Two 21-year-old monozygotic male twins (Twin A and Twin B) presented with bilateral red eyes and photophobia of six weeks' duration. Their past medical history included learning difficulties and low IQ since early childhood. Twin A was operated for Celiac Artery Compression Syndrome. Examination and work-up revealed that Twin A had bilateral anterior granulomatous uveitis, and retinal phlebitis in addition to hilar and mediastinal lymphadenopathy.

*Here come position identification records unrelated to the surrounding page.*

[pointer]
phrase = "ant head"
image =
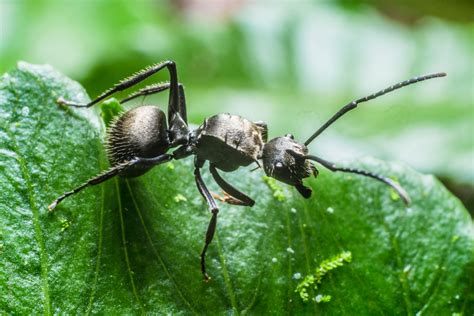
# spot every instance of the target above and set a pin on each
(283, 160)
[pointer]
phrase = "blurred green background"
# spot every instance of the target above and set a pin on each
(290, 63)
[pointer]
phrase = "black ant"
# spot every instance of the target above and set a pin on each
(140, 138)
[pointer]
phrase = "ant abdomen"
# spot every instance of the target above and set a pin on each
(139, 132)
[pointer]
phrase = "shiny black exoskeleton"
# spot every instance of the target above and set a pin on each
(141, 138)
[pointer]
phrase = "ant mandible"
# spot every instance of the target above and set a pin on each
(140, 138)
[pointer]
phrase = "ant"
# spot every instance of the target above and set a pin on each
(140, 139)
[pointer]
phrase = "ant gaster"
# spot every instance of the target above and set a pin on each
(140, 139)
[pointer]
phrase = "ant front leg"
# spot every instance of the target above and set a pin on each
(213, 222)
(331, 166)
(240, 197)
(110, 173)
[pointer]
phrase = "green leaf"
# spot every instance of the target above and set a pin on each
(132, 245)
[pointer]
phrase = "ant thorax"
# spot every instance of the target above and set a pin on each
(229, 141)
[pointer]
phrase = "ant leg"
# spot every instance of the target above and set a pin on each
(331, 166)
(133, 80)
(157, 88)
(212, 224)
(113, 171)
(229, 189)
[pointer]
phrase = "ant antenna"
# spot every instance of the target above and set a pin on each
(352, 105)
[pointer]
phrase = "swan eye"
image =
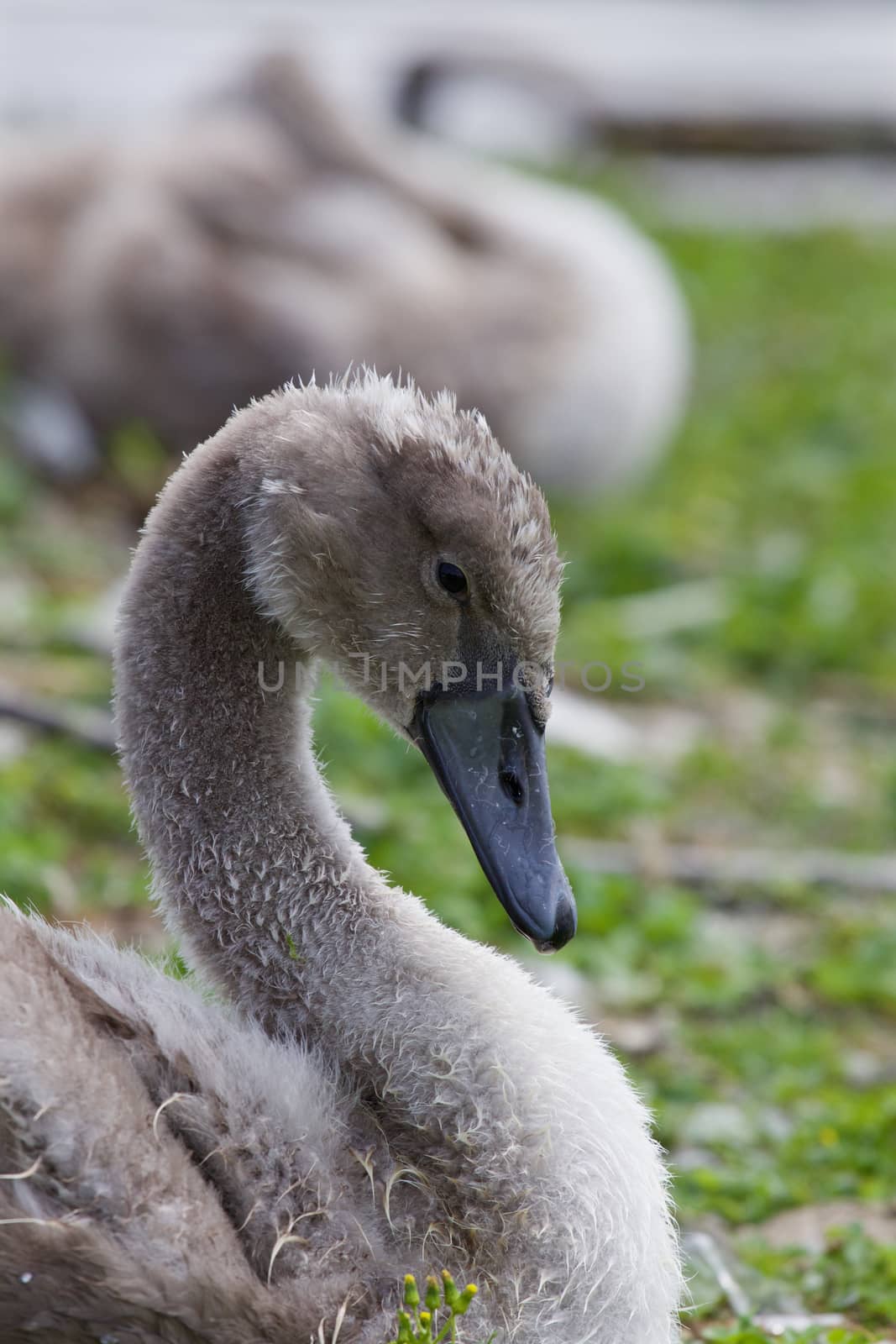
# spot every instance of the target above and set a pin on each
(452, 578)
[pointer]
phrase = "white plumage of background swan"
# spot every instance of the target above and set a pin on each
(273, 235)
(382, 1095)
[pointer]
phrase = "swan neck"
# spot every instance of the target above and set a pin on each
(250, 858)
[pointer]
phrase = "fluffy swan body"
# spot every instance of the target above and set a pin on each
(382, 1095)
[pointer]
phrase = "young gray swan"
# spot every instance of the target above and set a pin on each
(385, 1095)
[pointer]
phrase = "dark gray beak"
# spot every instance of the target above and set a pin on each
(488, 754)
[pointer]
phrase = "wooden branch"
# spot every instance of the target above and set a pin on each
(703, 866)
(92, 727)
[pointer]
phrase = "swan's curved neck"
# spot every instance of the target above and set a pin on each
(251, 862)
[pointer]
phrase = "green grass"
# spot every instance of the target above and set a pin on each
(779, 1011)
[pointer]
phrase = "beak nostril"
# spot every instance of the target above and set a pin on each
(512, 785)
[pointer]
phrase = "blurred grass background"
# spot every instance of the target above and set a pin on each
(761, 1025)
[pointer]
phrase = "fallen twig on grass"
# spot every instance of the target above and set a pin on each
(92, 727)
(701, 866)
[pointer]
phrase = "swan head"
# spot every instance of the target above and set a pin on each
(396, 541)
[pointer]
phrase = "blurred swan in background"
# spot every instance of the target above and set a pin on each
(269, 237)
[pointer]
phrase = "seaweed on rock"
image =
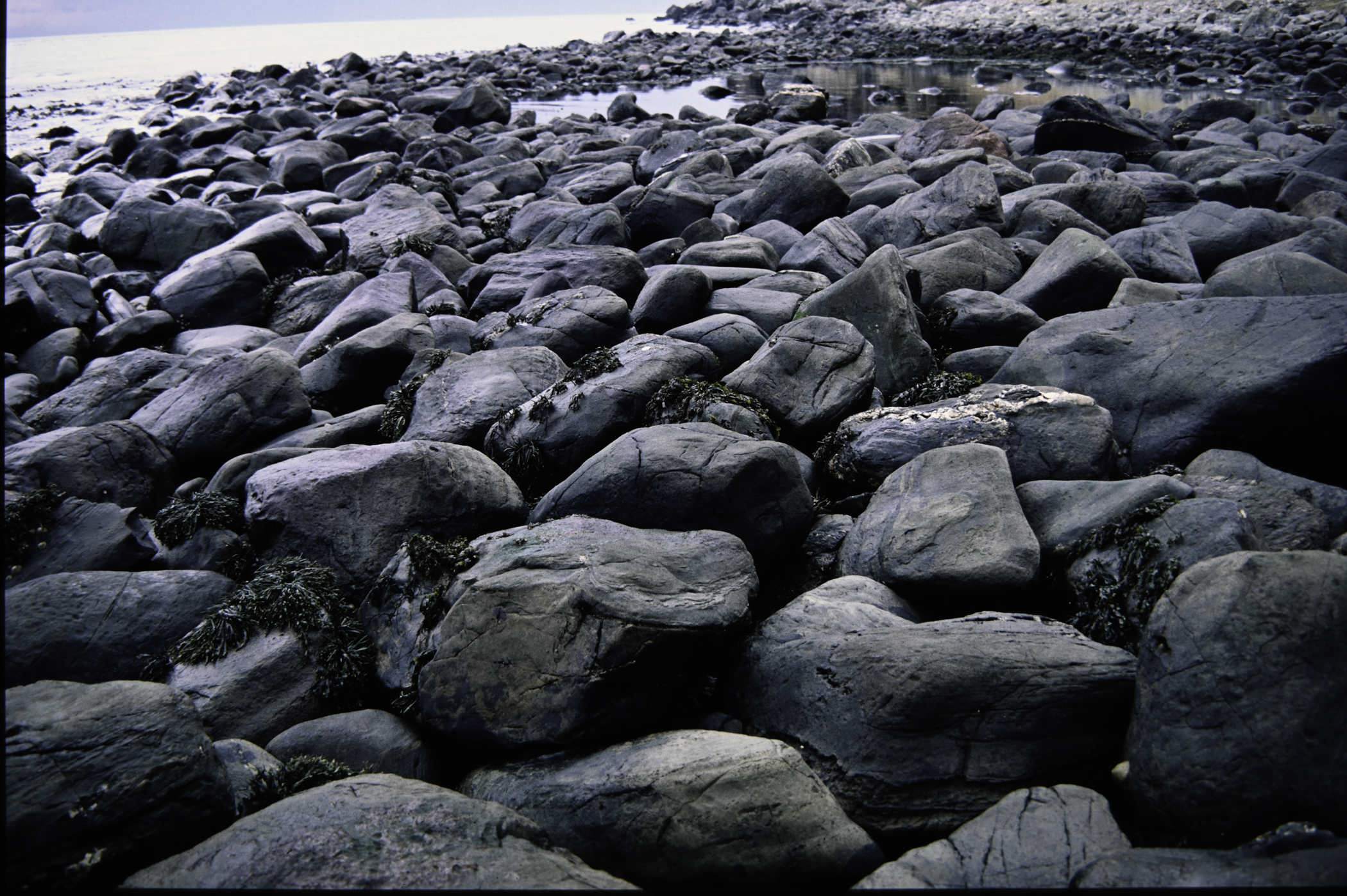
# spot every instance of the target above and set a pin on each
(182, 516)
(290, 593)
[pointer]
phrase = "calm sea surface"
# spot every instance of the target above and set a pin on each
(96, 83)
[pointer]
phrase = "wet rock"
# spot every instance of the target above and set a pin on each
(228, 406)
(99, 625)
(1035, 837)
(810, 373)
(689, 807)
(103, 779)
(1046, 433)
(877, 300)
(965, 198)
(665, 603)
(690, 476)
(214, 291)
(568, 430)
(732, 337)
(1234, 614)
(912, 768)
(321, 505)
(461, 399)
(116, 462)
(949, 525)
(317, 837)
(1264, 353)
(1078, 273)
(367, 739)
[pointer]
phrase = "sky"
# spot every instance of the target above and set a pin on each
(41, 18)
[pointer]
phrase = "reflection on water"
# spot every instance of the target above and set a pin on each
(913, 89)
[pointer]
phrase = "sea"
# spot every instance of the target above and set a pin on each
(96, 83)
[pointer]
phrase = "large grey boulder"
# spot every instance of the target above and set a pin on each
(460, 400)
(946, 527)
(339, 837)
(962, 199)
(391, 215)
(1065, 511)
(572, 324)
(372, 302)
(1046, 433)
(101, 779)
(1078, 273)
(877, 300)
(351, 509)
(366, 739)
(688, 809)
(111, 390)
(897, 717)
(100, 625)
(1221, 748)
(810, 373)
(691, 476)
(570, 422)
(233, 403)
(607, 630)
(116, 462)
(1179, 378)
(356, 371)
(1238, 465)
(216, 291)
(1033, 837)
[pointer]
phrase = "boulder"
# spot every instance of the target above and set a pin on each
(368, 739)
(574, 419)
(877, 301)
(1031, 838)
(346, 510)
(611, 267)
(1180, 378)
(949, 131)
(101, 779)
(1046, 433)
(1157, 252)
(83, 536)
(356, 372)
(690, 476)
(732, 337)
(689, 807)
(810, 373)
(325, 838)
(1221, 765)
(947, 527)
(162, 236)
(101, 625)
(460, 400)
(233, 403)
(369, 303)
(672, 297)
(965, 198)
(116, 462)
(798, 192)
(217, 291)
(895, 716)
(985, 318)
(543, 596)
(1063, 511)
(1078, 273)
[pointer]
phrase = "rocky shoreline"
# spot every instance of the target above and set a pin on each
(406, 492)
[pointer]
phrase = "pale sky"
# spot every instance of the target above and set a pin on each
(39, 18)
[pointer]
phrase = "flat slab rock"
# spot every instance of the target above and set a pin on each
(378, 832)
(580, 627)
(691, 807)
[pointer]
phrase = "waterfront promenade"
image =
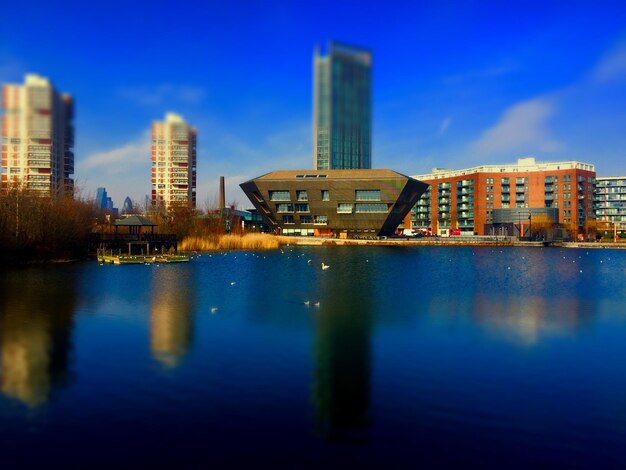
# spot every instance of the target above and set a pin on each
(443, 241)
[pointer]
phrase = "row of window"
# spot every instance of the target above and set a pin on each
(306, 219)
(342, 208)
(302, 195)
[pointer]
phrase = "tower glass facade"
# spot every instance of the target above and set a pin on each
(37, 137)
(342, 108)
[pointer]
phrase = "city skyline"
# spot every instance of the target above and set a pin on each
(454, 85)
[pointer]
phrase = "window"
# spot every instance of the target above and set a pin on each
(368, 194)
(371, 208)
(279, 196)
(344, 208)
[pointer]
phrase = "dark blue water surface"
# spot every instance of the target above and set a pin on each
(492, 357)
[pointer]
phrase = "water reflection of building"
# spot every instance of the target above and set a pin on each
(171, 321)
(341, 389)
(35, 333)
(527, 319)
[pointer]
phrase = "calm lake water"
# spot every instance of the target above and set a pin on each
(492, 357)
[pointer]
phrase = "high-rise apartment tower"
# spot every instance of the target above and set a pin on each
(173, 163)
(37, 137)
(342, 108)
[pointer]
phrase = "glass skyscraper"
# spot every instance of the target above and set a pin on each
(342, 108)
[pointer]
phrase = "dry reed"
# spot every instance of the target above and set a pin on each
(249, 241)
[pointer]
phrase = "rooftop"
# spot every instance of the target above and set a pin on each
(528, 164)
(331, 174)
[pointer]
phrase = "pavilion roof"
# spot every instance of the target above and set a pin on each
(134, 221)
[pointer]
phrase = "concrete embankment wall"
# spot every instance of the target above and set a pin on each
(318, 241)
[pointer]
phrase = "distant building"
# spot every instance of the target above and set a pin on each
(610, 201)
(341, 203)
(465, 199)
(103, 200)
(173, 163)
(37, 137)
(342, 108)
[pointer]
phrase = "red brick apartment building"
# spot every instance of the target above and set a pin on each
(465, 199)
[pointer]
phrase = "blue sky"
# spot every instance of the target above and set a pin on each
(455, 84)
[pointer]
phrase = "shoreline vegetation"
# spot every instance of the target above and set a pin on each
(225, 242)
(38, 229)
(263, 241)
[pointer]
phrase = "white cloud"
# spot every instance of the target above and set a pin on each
(485, 73)
(520, 129)
(165, 93)
(120, 159)
(123, 171)
(612, 65)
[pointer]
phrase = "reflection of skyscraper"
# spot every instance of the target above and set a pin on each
(171, 315)
(342, 353)
(35, 334)
(342, 136)
(37, 128)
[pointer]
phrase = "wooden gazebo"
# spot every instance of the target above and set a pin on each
(136, 234)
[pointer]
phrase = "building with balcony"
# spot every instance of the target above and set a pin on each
(173, 163)
(342, 109)
(340, 203)
(37, 137)
(465, 199)
(610, 202)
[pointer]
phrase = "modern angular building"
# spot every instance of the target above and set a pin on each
(37, 137)
(465, 199)
(610, 202)
(342, 203)
(173, 163)
(342, 108)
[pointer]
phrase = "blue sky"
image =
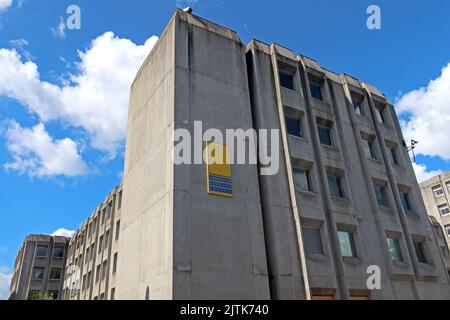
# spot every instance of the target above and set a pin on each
(56, 112)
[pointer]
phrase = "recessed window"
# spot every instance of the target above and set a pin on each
(316, 90)
(41, 251)
(419, 247)
(369, 148)
(335, 186)
(312, 240)
(438, 191)
(302, 179)
(406, 201)
(358, 106)
(58, 252)
(347, 244)
(286, 80)
(325, 136)
(294, 126)
(115, 263)
(444, 210)
(380, 193)
(55, 274)
(37, 273)
(394, 249)
(394, 157)
(380, 113)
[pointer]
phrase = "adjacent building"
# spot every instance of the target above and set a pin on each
(93, 252)
(344, 200)
(436, 195)
(39, 267)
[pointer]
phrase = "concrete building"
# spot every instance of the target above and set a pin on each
(345, 197)
(436, 195)
(39, 267)
(93, 253)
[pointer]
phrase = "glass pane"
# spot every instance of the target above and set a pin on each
(325, 135)
(293, 126)
(394, 250)
(313, 240)
(316, 91)
(347, 244)
(301, 179)
(335, 186)
(286, 80)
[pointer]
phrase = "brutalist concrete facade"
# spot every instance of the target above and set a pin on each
(178, 242)
(93, 253)
(436, 195)
(39, 267)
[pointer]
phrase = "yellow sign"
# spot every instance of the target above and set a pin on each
(218, 170)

A biopsy was taken, and histopathological examination showed non-caseating granuloma. Twin B had bilateral non-granulomatous anterior uveitis, chorioretinal lesions, and peripheral retinal vasculitis. Genetic testing in the form of a Whole Exome Sequencing was done, and no causal variant was detected for uveitis or sarcoidosis, however, a homozygous likely pathogenic duplication in SYNGAP1 was detected. This mutation is associated with autosomal dominant intellectual developmental disorder.
This is the first-reported case of concurrent bilateral uveitis in monozygotic twins, with confirmed sarcoidosis in one. This presentation highlights the role of genetic predisposition and shared environmental factors in disease onset and clinical manifestations. Further research into the genetic-environmental interplay is needed to elucidate the mechanisms underlying simultaneous disease onset and guide personalized monitoring strategies for at-risk families.
报告一例单卵双胞胎同时出现双侧葡萄膜炎且表现出不同表型的病例,其中一人经病理证实患有结节病。
两名21岁的单卵男性双胞胎(双胞胎A和双胞胎B)出现双眼发红和畏光症状,持续六周。他们的既往病史包括自幼学习困难和智商较低。双胞胎A因腹腔动脉压迫综合征接受手术。检查和评估发现,双胞胎A患有双侧前部肉芽肿性葡萄膜炎,除肺门和纵隔淋巴结肿大外,还有视网膜静脉炎。进行了活检,组织病理学检查显示为非干酪样肉芽肿。双胞胎B患有双侧非肉芽肿性前部葡萄膜炎、脉络膜视网膜病变和周边视网膜血管炎。进行了全外显子测序形式的基因检测,未检测到葡萄膜炎或结节病的致病变异,但在SYNGAP1基因中检测到一个纯合的可能致病重复。该突变与常染色体显性智力发育障碍有关。
这是首例报告的单卵双胞胎同时发生双侧葡萄膜炎的病例,其中一人确诊为结节病。这种表现突出了遗传易感性和共同环境因素在疾病发病和临床表现中的作用。需要进一步研究基因-环境相互作用,以阐明同时发病的机制,并指导对高危家庭的个性化监测策略。